Her mouth thinned; she forced it back into a smile. “You’re not my type, cripple. Pollux here does all my dirty work for me. He’s used to dragging around dead weights.”
“Whatever you say, Tor,” Pollux droned benignly. There was an indefinable suggestion of approval in the toneless voice. She stood away from him again, a little uneasily. Sometimes it was hard to remember that he was nothing but a predictably programmed loading device.
“You can have food and shelter as long as you’re worth it to me, Herne. Take it or leave it.” Take it or leave it, you bastard. I’m screwed either way.
“I can’t keep up with what’s happening unless I get to circulate. I need money for that, I need a way to—”
“You’ll get what you need—as long as I do.” As long as Dawntreader keeps his bargain with us.
He leaned back, with a smile that was something ugly on his handsome face. “Then you’ve got yourself an advisor, sweetheart.” He stretched his arms, carefully.
“I’ve got myself a big pain in the ass.” She picked up his battered can and emptied the coins out into her hand. “All right, Polly, cart him home.”
- 19 -
The limitless absence of light and life wrapped Moon’s senses in a smothering shroud, deprived her of all sensation. Falling into a bottomless well, she knew herself for the last feeble spark of life in a universe where Death reigned undisputed ... the consort of Death, whose intangible embrace sapped her of strength and sanity. She had come into this place outside life, searching for her lost love, by a gate she had passed through many times; but this time she had lost her way, and there was no one to answer her cries, no ear to hear them, no voice to carry ... Let me go home ...
“Let me go home!” Moo
n sat up in bed, her voice beating back at her from the tight walls of the tiny room.
“Moon, Moon—it’s only a nightmare. You’re safe with us now. Safe.” Elsevier’s arms were around her, gentling her, as Gran had comforted a child in the night; so long ago, so long ago ...
The room filled her wet blinking eyes with painful artificial day; the threedy set into the wall fountained noise and motion—just as they had before she slipped down into uncertain sleep. Since the ordeal of the Black Gate, she could not stay in a darkened room. She swallowed a knot of aching grief, rested her head against Elsevier’s soft-robed shoulder, feeling the cool movement of air over the back of her own clammy nightshirt. The world slowly congealed around her, reaffirming her place in it; her heart stopped trying to tear itself out of her chest. She found herself listening for the sound of the sea.

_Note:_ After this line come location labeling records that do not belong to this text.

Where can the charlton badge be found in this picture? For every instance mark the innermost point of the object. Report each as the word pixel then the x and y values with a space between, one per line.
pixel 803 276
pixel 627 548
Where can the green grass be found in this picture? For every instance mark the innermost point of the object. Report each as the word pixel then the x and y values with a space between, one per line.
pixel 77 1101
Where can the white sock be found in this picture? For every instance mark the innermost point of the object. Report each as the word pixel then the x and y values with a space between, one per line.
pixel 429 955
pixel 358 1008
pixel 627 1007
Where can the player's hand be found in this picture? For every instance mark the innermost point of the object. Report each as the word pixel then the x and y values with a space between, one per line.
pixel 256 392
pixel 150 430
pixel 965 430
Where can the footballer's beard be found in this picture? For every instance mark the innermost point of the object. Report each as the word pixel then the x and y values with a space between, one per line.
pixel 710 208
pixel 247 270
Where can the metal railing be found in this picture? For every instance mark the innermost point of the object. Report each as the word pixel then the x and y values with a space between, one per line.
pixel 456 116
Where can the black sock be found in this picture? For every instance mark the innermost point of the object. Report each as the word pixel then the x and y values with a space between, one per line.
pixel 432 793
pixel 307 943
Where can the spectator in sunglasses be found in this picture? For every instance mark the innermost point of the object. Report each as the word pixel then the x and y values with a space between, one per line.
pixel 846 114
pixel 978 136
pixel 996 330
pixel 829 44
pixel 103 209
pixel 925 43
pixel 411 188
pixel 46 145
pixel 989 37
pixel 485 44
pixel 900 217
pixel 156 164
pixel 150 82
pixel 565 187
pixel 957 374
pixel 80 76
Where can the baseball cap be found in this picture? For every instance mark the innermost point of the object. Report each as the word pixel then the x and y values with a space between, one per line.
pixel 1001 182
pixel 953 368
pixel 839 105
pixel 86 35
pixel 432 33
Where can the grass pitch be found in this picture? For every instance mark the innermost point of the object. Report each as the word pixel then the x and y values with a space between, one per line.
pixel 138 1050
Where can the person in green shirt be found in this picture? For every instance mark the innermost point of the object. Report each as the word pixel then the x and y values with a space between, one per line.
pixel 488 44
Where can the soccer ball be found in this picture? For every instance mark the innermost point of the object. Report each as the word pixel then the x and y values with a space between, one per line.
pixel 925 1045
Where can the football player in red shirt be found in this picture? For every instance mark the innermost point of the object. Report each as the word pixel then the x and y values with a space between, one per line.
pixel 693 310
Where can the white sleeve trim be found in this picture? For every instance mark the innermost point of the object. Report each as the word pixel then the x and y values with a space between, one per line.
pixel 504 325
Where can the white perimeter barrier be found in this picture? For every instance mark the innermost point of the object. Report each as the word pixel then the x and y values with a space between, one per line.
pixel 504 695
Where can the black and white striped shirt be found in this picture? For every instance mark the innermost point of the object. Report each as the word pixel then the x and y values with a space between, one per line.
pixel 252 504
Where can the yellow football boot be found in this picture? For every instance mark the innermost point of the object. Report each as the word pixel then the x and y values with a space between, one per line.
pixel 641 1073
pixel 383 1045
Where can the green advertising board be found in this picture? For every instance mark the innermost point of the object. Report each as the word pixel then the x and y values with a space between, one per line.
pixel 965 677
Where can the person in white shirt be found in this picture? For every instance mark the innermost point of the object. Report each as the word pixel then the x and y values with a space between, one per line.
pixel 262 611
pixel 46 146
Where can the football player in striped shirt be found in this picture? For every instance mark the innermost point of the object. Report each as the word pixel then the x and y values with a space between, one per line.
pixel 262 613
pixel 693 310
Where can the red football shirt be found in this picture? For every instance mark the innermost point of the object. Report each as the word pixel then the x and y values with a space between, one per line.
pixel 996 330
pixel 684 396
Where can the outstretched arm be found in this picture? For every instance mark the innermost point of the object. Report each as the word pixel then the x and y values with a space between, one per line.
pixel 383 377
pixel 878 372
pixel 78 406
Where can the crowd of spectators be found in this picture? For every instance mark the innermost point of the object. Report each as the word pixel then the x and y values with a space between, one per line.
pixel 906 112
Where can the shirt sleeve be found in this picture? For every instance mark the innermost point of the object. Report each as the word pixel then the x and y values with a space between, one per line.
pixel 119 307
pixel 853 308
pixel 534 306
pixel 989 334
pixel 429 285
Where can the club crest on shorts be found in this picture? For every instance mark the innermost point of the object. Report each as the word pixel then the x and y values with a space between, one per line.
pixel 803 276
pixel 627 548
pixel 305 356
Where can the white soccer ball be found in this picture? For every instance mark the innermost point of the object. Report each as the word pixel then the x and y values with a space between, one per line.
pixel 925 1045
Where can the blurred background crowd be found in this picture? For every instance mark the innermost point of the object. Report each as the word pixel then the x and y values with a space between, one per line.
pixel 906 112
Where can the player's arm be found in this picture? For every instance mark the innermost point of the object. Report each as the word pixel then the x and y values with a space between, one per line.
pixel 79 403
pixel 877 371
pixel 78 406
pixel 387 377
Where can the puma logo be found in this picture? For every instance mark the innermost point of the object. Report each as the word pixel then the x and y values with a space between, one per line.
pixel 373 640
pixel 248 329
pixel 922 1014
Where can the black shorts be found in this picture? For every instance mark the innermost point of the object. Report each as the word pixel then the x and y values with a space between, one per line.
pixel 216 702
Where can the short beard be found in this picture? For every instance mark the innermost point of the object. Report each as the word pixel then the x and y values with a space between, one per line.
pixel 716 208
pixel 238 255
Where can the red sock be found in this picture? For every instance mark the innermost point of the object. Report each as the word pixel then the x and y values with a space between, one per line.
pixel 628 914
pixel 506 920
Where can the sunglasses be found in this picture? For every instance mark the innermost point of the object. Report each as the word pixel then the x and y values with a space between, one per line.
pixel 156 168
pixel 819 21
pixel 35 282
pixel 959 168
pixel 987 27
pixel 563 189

“It’s all right. I’m all right now.” Her voice still sounded thin and unconvincing ... the nightmare loss of strength and control had become a part of her waking existence. She sat up again, away from Elsevier’s reassuring presence, pulling strands of damp hair back behind her ears. “I’m sorry I woke you again. Elsie. I just can’t—” She broke off, ashamed of her helplessness, rubbing miserably at her eyes. They burned as though they were full of windblown sand. It was the third night in a row that her haunted dreams had carried through the thin partitions of the apartment. She saw weariness and worry settling deeper into the lines of Elsevier’s face as each day passed. “It’s stupid.” Her hands clenched. “I’m sorry, keeping you up all night with my stupid—”
“No, Moon, dear.” Elsevier shook her head; the tenderness in the indigo eyes silenced Moon with surprise. “Don’t apologize to me. Nothing you could do would bother me. I’m the one who should be begging your pardon instead; it’s my fault that you have these dreams, my fault that you can’t wear your trefoil—” She glanced across the room at the sibyl sign lying alone on the single chest of drawers. “If I could take your fear on myself I’d do it gladly; it would be small penance for the wrong I’ve done you.” She looked away, her fingers massaging her arms.